During his stay in Poland, the President met with former leaders of the democratic opposition and Solidarity movement, and noted that what Poland went through twenty-five years ago proves that the move from an authoritarian regime to a democratic one is quite possible, though also quite difficult. He spoke as a political leader wanting to position America and its allies together in support of the Arab Spring. He emphasized institution building, the rights of minorities and a free press. I don’t disagree with him, and I should add as an old Polish hand, it warms my heart to see my friends being used as an example of political success.

Yet, democratic consolidation is not completely achieved in Poland and among its neighbors, and there is always a threat, as has been observed here in Andras Bozoki’s report on the situation in Hungary, that a transition to democracy may be followed by a transition from democracy. This depends upon attitudes and shared beliefs of the citizenry.

Mourners in front of the Presidential Palace in Warsaw after Smolensk plane crash. Sign says "What a President. What a Patriot." © Sebk | Wikimedia Commons

In Poland, the demonstrators who were outside President Obama’s appearances represent an anti-democratic threat. They are sure that the Russians are complicit in the murder of the former President of Poland, Lech Kaczynski, who died in airplane crash, and many of them are pretty sure that the present President, Bronislaw Komorowski, is somehow involved. Such conspiracy theories, in which political opponents are perceived as murderous enemies, undermine democratic life. These demonstrators resemble the more outrageous members of the Tea Party and are kissing cousins of the birthers.  Such agents are more dangerous in new democracies than old, more dangerous still in the nations of the Middle East and North Africa trying to form democracies. Even in well-established countries such as the US, people who approach politics in this way present serious problems. No big deal, if they remain on the margins, but when they enter or even define the mainstream, they pose a significant threat.

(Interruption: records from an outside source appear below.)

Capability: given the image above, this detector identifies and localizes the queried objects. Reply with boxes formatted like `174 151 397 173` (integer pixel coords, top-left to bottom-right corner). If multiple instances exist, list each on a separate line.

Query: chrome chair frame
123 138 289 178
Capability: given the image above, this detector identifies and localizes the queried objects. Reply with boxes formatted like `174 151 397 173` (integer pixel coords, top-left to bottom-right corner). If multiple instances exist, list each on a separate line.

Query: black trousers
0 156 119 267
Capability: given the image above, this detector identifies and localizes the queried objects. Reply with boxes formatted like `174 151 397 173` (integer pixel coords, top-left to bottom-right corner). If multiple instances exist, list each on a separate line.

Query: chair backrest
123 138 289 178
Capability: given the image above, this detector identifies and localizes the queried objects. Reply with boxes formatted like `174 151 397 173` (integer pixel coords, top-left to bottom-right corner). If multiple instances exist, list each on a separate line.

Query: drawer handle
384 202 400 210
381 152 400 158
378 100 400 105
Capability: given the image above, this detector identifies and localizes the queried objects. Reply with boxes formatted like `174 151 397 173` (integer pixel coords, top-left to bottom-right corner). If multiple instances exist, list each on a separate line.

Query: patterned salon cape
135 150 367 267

Thus, when I think about Poland, Egypt, Tunisia and their neighbors, I am concerned not only about democracy as a political system, with a democratic constitution and institutions. It seems to me that just as important is democracy as a matter of ongoing political practice and beliefs. This is one of the great achievements in Poland, which changed its political culture in the course of the making of a democratic opposition, the Solidarity movement, and a democratic state, helping it weather anti-democratic currents. This suggests possibilities among the perils now present in the Middle East and North Africa.

In Poland, during the Solidarity period (and even before), the oppositionists acted as if they lived in a free society, and in the process, freedom actually became a part of the life of the people involved. They showed how the sociological theorem of the definition of a situation, as first developed by W. I. Thomas, constitutes a crucial dimension of political power. “If men [and women] define situations as real, they are real in their consequences.”

The demonstrators in Tahrir Square revealed this power as well. When Muslims and Coptics openly supported each other during the transformational events, they constituted Egyptian democratic pluralism. Their common action created a political reality, which I will analyze in my next post.

I am thinking about such things, as I follow the path of Obama. The world looks differently from the summit and from the ground. A major end of his trip here this time was to help galvanize support for his approach to the great potentially democratic transformations in North Africa and the Middle East, while also attempting to get the European powers to support the U.S. in its opposition to the UN resolution recognizing Palestinian statehood. In his words and actions in Poland, he attempted to underline the possibility of fundamental democratic change and its persistence. From my point of view, looking at democracy in everyday practice, I see that his high-flown rhetoric can and has been sustained, but also that it depends on the definition and redefinition of democratic realities as social practices. Democracy in the Middle East and North Africa, and in Central Europe, confirms fundamental insights of Tocqueville, as he was looking at democracy in America.